Day 11: Automatic Differentiation
Phase I — Mathematical Foundations | Week 2 | 2.5 hours
AD gives exact derivatives at the cost of one extra function evaluation — no approximation, no truncation error.
Navigation
OKS Relevance
Ceres Solver's AutoDiffCostFunction is the default and recommended way to define cost functions. It uses forward-mode AD with dual numbers (Jet types) to compute exact Jacobians automatically. JAX uses reverse-mode AD for efficient gradient computation in Python prototyping. Understanding both modes tells you when each is efficient and how Ceres Jet types work under the hood.
Theory (45 min)
11.1 The AD Landscape
|
Numerical |
Symbolic |
Automatic |
| Accuracy |
$O(h^k)$ |
Exact |
Exact (machine precision) |
| Expression swell |
No |
Yes |
No |
| Implementation |
Perturb inputs |
Manipulate expressions |
Transform program |
| Cost |
$O(n)$ evals for gradient |
Explosion for large graphs |
1 forward or 1 reverse pass |
11.2 Forward Mode: Dual Numbers
A dual number is $a + b\epsilon$ where $\epsilon^2 = 0$ (not zero itself, but its square is).
Arithmetic:
$$
(a + b\epsilon) + (c + d\epsilon) = (a+c) + (b+d)\epsilon
$$
$$
(a + b\epsilon) \cdot (c + d\epsilon) = ac + (ad + bc)\epsilon
$$
Evaluating $f(x + \epsilon)$ gives $f(x) + f'(x)\epsilon$ — the derivative rides along for free!
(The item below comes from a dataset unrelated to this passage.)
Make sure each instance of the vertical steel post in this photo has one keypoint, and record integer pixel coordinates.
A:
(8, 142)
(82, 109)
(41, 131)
For a function $f: \mathbb{R}^n \to \mathbb{R}^m$:
- Set input $x_i = x_i + \delta_{ij}\epsilon$ to get column $j$ of the Jacobian
- Need $n$ passes for the full Jacobian
- Efficient when $m \gg n$ (few inputs, many outputs)
11.3 Ceres Jet Type
Ceres implements dual numbers as Jet<T, N>:
// Jet<double, 3> for a function with 3 parameters
// Stores: value (double) + 3 partial derivatives
struct Jet {
double a; // f(x)
double v[N]; // [∂f/∂x₁, ∂f/∂x₂, ..., ∂f/∂xₙ]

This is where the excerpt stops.